Personal information
- Full name: Wallace Sproule
- Born: 17 April 1891 Killyleagh, Ireland
- Died: 10 May 1957 (aged 66) Belfast, Northern Ireland
- Batting: Right-handed
- Bowling: Right-arm fast-medium

Domestic team information
- 1923: Ireland

Career statistics
| Competition | First-class |
| Matches | 1 |
| Runs scored | 1 |
| Batting average | 0.50 |
| 100s/50s | –/– |
| Top score | 1 |
| Balls bowled | 294 |
| Wickets | 6 |
| Bowling average | 13.83 |
| 5 wickets in innings | – |
| 10 wickets in match | – |
| Best bowling | 4/64 |
| Catches/stumpings | 2/– |
- Source: Cricinfo, 3 November 2018

= Wallace Sproule =

Irish cricketer

Wallace Sproule (17 April 1891 - 10 May 1957) was an Irish first-class cricketer.

== Early life ==
Sproule was born at Killyleagh in County Down, and was educated at The Royal School, Armagh. After completing his secondary education Sproule went up to Trinity College, Dublin in 1909. He played his club cricket for Dublin University, who regularly played host to English county opposition.

== Career ==
He served in the British Army with the infantry during World War I, where he held the rank of Second Lieutenant in August 1915. Emerging unscathed from the war, Sproule made a single appearance in first-class cricket for Ireland against Scotland at Dublin in 1923.

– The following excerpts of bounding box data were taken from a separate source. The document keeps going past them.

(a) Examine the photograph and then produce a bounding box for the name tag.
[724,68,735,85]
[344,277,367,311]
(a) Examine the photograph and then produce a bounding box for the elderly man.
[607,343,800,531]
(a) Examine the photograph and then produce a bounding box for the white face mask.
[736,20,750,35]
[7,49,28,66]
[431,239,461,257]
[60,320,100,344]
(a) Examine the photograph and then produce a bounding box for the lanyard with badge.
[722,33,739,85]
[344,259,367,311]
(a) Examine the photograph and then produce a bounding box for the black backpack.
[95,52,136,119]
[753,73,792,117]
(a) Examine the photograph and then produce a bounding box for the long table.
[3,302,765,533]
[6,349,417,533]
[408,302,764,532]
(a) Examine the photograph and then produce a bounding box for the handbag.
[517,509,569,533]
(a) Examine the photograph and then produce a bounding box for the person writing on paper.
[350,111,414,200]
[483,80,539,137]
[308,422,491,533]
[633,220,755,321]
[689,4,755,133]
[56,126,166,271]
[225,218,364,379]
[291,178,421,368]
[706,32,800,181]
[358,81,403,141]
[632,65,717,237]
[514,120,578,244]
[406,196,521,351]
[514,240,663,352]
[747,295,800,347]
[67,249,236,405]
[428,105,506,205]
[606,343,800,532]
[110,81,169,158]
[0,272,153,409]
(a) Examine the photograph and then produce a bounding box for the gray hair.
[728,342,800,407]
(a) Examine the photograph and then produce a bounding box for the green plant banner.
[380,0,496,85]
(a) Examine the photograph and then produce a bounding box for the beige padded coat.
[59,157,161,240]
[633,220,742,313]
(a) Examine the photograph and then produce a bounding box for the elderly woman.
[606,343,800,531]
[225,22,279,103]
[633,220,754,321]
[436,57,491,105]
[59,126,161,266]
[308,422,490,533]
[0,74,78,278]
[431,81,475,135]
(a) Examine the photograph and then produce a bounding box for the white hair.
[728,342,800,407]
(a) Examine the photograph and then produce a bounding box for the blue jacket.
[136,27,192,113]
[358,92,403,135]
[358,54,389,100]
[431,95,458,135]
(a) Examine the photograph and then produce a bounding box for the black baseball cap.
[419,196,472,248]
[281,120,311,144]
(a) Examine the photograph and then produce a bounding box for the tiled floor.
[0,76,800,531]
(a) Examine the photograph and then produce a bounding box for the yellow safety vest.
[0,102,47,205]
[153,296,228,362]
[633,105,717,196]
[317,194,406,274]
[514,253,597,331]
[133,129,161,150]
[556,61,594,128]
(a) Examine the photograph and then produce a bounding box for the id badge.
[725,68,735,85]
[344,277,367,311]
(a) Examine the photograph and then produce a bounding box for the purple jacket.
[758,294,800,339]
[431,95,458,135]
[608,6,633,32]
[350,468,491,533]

In Scotland's first-innings, he took 4 wickets with his fast-medium bowling, to finish with innings figures of 4/64; he followed this up with figures of 2/19 in Scotland's second-innings. Batting twice in the match, he was dismissed by John Christie in Ireland's first-innings for a single run, while in their second-innings he was dismissed without scoring by Gilbert Hole. He later played club cricket for Downpatrick, Dungannon, North of Ireland, and Bangor. He died at Belfast in May 1957, predeceasing his wife, Elizabeth, by twenty years.